Southwest's acquisition of AirTran: Why they're doing it and why you should care - jaf12duke
http://blog.flightcaster.com/southwests-acquisition-of-airtran-why-theyre

======
mjfern
It looks like Southwest Airlines may have fallen into a growth trap: "Among
all other influences, the desire to grow has perhaps the most perverse effect
on strategy" - M.E. Porter

Southwest competes on cost, and this cost position hinges in large part on the
rapid turnaround of aircraft. Rapid turnaround lowers Southwest's equipment
and labor costs; its aircraft, pilots, and flight attendants are "doing work"
for longer periods of time each day (rather than sitting idle on the ground).

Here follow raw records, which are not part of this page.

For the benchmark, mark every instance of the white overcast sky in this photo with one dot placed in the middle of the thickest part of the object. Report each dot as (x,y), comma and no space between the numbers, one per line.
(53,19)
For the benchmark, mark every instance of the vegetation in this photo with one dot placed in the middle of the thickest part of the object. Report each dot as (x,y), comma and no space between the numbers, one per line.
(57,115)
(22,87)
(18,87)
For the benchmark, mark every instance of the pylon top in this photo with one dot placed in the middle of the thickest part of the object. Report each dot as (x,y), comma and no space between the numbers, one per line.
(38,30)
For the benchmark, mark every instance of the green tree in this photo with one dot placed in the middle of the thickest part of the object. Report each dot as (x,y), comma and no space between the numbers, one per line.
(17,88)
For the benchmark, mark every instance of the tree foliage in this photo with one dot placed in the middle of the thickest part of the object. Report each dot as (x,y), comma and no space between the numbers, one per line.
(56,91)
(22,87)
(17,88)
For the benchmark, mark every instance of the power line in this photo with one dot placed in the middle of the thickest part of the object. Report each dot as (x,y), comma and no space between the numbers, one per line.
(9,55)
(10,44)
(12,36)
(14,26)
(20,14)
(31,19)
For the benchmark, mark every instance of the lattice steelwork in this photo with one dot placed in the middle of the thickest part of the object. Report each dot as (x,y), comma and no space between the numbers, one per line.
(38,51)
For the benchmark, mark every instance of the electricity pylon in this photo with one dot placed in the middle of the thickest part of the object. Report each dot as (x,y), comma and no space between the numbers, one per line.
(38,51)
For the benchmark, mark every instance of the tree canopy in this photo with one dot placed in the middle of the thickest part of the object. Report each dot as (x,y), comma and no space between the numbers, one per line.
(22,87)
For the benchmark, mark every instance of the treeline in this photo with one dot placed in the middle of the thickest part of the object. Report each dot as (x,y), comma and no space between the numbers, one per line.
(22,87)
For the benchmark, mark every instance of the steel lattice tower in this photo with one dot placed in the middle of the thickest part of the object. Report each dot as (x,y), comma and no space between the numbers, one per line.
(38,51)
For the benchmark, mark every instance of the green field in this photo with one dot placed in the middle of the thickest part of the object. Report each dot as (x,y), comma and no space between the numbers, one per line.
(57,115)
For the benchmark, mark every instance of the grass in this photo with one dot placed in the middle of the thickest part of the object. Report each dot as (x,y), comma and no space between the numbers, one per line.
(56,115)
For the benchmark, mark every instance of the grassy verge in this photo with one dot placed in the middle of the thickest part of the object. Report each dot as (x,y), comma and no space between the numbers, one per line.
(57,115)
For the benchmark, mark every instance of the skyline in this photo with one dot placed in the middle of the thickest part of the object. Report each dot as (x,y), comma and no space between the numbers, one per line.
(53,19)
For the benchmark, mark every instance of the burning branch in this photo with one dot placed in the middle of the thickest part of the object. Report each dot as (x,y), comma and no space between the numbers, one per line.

A variety of activities contribute to Southwest's ability to rapidly
turnaround aircraft, but some of the key activities include:

\- Southwest's culture, where everyone pitches in to turnaround aircraft

\- Using a single type of aircraft (737s), enabling simplified service and
maintenance

\- The point to point route structure, avoiding the issue of synching the
schedules of hub and spoke aircraft

\- Operating at less congested airports to avoid traffic delays

From my vantage point, it seems the AirTran acquisition threatens each of
these activities:

\- Integrating AirTran's distinct culture with Southwest's

\- Expanding beyond 737s to operate 717s

\- Divergence from the point to point structure to a hub and spoke

\- Entry into congested airports, such as Hartsfield-Jackson (ATL), which was
ranked #20 in 2010 for on-time departure performance by the Bureau of
Transportation Statistics

In short, this acquisition is problematic from a strategic standpoint and
appears to threaten the basis of Southwest's cost advantage.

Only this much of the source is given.